Flooding continues across Durham
CLOCA warns to avoid bluff areas as erosion continues
By Joel Wittnebel/The Oshawa Express
The record high water levels in Lake Ontario have continued, with many parts of Durham Region seeing flooding as the lake continues to surge over its shoreline and eat away its banks.
In Bowmanville, sandbag walls are being constructed along the lake to mitigate the worst of the high water, while the Port Darlington area of Clarington continues to see flooding in the lakefront areas, with many homes having their basements and crawlspaces flooded.
Along the Oshawa shoreline, the city was forced to close portions of Simcoe Street South as the lake surged its banks, completely swallowing the Lakeview Park beach and portions of the adjoining parking lot. At Stone Street Park, many portions of the lakefront park were underwater, including the bike path.
For Perry Sisson, the director of engineering and field operations with the Central Lake Ontario Conservation Authority (CLOCA), things may soon start to go back to normal.

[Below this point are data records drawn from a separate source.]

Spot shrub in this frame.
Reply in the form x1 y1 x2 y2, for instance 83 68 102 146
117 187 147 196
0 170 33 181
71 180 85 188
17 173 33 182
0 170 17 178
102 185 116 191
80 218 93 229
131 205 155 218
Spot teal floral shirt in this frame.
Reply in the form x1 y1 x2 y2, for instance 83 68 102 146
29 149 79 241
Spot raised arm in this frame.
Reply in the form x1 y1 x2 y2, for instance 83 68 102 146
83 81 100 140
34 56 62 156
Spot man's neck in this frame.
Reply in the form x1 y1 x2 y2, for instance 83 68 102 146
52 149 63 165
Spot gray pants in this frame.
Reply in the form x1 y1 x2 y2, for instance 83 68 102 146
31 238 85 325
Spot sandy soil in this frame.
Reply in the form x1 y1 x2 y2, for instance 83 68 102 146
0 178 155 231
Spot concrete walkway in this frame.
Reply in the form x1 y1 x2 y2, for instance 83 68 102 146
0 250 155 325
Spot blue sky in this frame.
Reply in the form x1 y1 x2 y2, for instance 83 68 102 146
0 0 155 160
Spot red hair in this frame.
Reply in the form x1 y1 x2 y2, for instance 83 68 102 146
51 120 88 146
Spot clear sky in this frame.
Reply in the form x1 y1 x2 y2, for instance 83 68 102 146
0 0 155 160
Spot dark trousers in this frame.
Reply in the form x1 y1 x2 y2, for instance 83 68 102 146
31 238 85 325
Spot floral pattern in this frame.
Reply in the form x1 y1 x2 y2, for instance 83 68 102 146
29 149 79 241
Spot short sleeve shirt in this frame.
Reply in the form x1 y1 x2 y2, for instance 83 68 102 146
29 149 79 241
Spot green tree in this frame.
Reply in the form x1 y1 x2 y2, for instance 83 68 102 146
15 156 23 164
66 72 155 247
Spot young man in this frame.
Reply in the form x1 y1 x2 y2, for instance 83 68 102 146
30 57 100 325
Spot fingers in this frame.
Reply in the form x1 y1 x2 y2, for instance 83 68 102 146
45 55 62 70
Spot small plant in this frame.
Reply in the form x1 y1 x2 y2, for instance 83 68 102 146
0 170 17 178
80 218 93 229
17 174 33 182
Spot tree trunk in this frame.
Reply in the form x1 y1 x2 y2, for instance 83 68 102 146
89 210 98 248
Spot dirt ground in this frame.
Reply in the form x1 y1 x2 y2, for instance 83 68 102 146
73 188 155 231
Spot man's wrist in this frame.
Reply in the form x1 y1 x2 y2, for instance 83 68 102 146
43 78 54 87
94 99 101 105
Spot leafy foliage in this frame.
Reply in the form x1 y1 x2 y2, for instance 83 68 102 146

“I think we’re at the crest, the last week or so things have kind of levelled out,” he says of the levels in Lake Ontario, which sit at approxiamtely 75.88 metres above sea level, or about a foot-and-a-half above normal.
Recent flooding has been exacerbated by the extreme amount of rain (about 200 per cent more than normal for the month of May), along with low pressure systems that create a storm surge in Lake Ontario, pushing the water even higher. The addition of southeast winds blowing the water even harder into the shoreline has not helped the situation.
The shoreline has also become increasingly unstable as the water continues to erode the banks at a much quicker pace than normal. In Lakeview Park, several portions have been fenced off and visible damage to fences and ground cover can be seen.
However, it is along the bluffs that the real dangers exist, Sisson says.
“It’s a nice attraction to walk along the lakefront and stand at the top of the bluffs, but you don’t know if that bluff has anything underneath it. It could be completely undermined,” he says.
“We know a lot of the bluff sections along the lake have significant erosion in them. Some of the bluffs are undercut from the waves that are hitting at the bottom of them.”
For that reason, CLOCA is advising residents to steer clear of these areas for their own safety.
While the rain may continue in the coming weeks, some relief may still be seen as the Moses Saunders Dam in Cornwall, which controls the lake levels in Lake Ontario and the St. Lawrence Seaway, has started to release more and more water from the lake as the situation has improved with less rain downstream. The flow is controlled by the International Lake Ontario St. Lawrence River Board.
“(The board has) continued to ramp up the outflow rate, so they’re putting it out pretty much at the maximum rate right now,” Sisson says.